A Systematic Characterization of Amino Acid Metabolism – Related Genes Reveals Molecular Subtypes and a Prognostic Signature in Bladder Cancer

Junrui He^1,2Xu Liu^1,2Shirui Li^1,2Zhongyou Xia^2,3Xiaojun Tan^2,3Lijuan Peng³Qiongxian Long³Ji Wu^2,3*

• ¹The Affiliated Nanchong Central Hospital of North Sichuan Medical College, Nanchong, China
• ²The Second Clinical Medical College of North Sichuan Medical College, Nanchong, China
• ³Beijing Anzhen Nanchong Hospital，Capital Medical University & Nanchong Central Hospital, Nanchong, China

Background Amino acid metabolism is integral to tumor proliferation, redox control, and immune regulation. Yet, studies in bladder cancer have largely centered on single amino acids, leaving the broader metabolic gene network insufficiently characterized. Methods Transcriptomic and clinical data from TCGA-BLCA, GSE13507, and GSE32894 were integrated with 32 MSigDB amino acid metabolism gene sets. Differential analysis, enrichment profiling, and consensus clustering defined metabolic subtypes. WGCNA and survival filtering identified candidates for a prognostic model, which was optimized using the MIME platform. Immune features and drug sensitivities were evaluated through multiple deconvolutions and pharmacogenomic resources. Single-cell data (GSE222315) were used to trace the cellular origin of model genes. PSPH expression and function were validated in tissues and bladder cancer cell lines. Results A total of 144 dysregulated amino acid metabolism–related genes were identified and used to define two distinct metabolic subtypes.

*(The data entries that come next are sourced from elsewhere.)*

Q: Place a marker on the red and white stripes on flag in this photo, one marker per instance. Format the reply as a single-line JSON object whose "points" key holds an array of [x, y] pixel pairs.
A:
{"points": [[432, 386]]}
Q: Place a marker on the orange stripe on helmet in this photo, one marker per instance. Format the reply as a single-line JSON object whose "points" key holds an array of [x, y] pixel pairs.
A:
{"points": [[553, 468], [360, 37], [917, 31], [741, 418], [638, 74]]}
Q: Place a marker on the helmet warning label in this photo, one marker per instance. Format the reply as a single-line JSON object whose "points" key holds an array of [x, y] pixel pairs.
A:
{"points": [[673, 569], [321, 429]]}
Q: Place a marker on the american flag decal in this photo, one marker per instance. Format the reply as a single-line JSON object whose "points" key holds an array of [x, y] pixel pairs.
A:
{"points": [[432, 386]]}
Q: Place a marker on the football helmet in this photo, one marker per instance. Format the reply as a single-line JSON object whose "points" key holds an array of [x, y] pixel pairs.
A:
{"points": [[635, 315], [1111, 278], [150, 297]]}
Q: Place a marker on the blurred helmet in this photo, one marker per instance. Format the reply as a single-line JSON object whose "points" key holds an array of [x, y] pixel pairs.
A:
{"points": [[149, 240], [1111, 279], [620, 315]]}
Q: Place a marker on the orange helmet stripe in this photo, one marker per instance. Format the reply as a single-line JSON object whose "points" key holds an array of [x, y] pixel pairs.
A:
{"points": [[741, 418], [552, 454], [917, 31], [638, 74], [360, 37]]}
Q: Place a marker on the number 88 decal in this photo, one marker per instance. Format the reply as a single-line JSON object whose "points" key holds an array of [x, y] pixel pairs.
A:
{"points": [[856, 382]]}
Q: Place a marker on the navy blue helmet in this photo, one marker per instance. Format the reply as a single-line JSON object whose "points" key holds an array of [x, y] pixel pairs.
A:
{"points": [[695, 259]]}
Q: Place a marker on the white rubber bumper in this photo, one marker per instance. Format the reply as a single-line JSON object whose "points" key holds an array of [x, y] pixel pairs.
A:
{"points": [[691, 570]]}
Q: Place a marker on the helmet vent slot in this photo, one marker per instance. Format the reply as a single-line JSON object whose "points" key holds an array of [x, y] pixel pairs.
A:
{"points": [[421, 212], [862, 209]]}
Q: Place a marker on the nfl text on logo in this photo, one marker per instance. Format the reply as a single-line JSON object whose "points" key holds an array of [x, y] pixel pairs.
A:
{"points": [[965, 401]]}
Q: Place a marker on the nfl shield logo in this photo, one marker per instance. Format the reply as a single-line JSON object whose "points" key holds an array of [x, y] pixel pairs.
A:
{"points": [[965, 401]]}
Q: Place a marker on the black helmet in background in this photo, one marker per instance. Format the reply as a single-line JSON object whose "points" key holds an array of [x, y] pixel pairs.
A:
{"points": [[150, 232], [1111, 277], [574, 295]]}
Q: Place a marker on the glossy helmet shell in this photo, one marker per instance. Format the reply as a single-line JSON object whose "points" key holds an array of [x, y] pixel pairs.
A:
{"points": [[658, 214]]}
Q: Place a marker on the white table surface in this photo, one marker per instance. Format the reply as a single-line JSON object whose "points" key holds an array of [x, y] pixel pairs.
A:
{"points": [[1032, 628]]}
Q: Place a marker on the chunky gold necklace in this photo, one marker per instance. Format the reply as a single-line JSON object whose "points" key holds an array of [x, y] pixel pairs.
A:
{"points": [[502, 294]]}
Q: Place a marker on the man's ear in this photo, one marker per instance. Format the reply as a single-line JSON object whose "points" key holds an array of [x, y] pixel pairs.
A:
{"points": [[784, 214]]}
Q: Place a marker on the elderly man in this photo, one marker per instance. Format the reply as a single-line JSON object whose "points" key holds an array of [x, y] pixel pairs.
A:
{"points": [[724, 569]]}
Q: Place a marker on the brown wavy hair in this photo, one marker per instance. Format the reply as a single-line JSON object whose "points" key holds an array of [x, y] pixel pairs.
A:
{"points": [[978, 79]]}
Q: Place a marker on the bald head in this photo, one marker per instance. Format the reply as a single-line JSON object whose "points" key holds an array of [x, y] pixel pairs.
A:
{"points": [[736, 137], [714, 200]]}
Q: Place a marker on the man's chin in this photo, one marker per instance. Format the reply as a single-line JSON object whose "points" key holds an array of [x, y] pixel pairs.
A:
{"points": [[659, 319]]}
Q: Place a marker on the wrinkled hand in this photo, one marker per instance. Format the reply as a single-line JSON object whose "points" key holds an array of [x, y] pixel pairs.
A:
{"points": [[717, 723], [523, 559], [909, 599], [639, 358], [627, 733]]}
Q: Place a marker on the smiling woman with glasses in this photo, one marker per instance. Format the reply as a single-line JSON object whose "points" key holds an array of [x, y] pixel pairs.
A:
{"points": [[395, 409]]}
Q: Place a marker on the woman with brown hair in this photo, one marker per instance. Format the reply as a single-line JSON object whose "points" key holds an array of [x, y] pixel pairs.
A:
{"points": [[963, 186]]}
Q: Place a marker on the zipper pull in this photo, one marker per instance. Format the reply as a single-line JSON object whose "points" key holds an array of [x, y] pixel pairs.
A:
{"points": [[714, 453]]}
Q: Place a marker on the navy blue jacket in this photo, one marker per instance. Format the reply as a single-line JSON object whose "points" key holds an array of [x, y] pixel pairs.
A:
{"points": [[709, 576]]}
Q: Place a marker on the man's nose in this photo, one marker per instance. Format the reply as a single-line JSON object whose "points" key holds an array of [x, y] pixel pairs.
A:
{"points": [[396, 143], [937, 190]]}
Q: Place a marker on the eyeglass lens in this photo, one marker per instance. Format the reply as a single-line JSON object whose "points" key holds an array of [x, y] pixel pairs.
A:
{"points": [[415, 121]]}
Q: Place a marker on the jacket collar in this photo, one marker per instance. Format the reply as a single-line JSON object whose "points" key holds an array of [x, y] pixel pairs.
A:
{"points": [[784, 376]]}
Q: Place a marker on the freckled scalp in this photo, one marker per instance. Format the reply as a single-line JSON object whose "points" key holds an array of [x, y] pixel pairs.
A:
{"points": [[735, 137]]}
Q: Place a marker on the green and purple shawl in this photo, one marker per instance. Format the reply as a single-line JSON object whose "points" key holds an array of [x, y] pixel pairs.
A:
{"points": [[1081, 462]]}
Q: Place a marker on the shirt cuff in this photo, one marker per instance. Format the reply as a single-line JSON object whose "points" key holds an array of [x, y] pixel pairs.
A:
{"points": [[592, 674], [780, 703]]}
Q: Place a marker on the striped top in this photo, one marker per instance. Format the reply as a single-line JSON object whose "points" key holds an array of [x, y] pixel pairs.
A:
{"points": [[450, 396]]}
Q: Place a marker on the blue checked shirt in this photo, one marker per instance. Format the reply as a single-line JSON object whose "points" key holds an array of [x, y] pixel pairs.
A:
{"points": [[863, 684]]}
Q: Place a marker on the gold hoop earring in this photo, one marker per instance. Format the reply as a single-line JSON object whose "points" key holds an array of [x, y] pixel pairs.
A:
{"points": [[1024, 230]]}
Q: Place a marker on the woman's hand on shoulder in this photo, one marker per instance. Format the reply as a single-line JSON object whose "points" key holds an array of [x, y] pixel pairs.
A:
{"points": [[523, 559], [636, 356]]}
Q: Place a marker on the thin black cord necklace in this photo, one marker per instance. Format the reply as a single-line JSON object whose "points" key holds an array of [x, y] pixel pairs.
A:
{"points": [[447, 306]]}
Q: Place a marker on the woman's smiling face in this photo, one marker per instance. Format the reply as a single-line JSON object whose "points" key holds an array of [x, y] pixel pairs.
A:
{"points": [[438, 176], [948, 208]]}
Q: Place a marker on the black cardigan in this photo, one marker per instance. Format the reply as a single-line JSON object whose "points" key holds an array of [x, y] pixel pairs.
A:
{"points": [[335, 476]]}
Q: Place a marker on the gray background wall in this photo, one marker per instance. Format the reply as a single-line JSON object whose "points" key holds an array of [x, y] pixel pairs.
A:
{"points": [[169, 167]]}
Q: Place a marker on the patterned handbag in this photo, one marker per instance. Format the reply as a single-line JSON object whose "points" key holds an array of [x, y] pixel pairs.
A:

One subtype was marked by coordinated upregulation of glutamine, branched-chain amino acid, tryptophan, and serine metabolic programs, accompanied by higher grade and stage, significantly worse survival, and dense but functionally impaired immune infiltration. From 24 candidate genes, a 16-gene metabolic signature was constructed and consistently validated across TCGA, GSE13507, and GSE32894, showing strong and stable prognostic performance superior to several published models. High-risk group displayed activation of cell-cycle, DNA-replication, mTORC1, and inflammatory-stress pathways, together with predicted sensitivity to PI3K/mTOR inhibitors, DNA-damaging agents, and selected epigenetic or cytoskeletal drugs. In the IMvigor210 cohort, the high-risk group showed a greater likelihood of responding to PD-1/PD-L1 blockade. Single-cell profiling localized signature expression predominantly to malignant epithelial cells. PSPH, a core model gene, was overexpressed in tumor tissues and cell lines, and functional assays demonstrated its role in promoting proliferation, migration, invasion, and survival of bladder cancer cells. Conclusions This study highlights the central role of amino acid metabolic networks in shaping bladder cancer heterogeneity and provides a metabolically grounded framework for risk stratification and therapeutic development.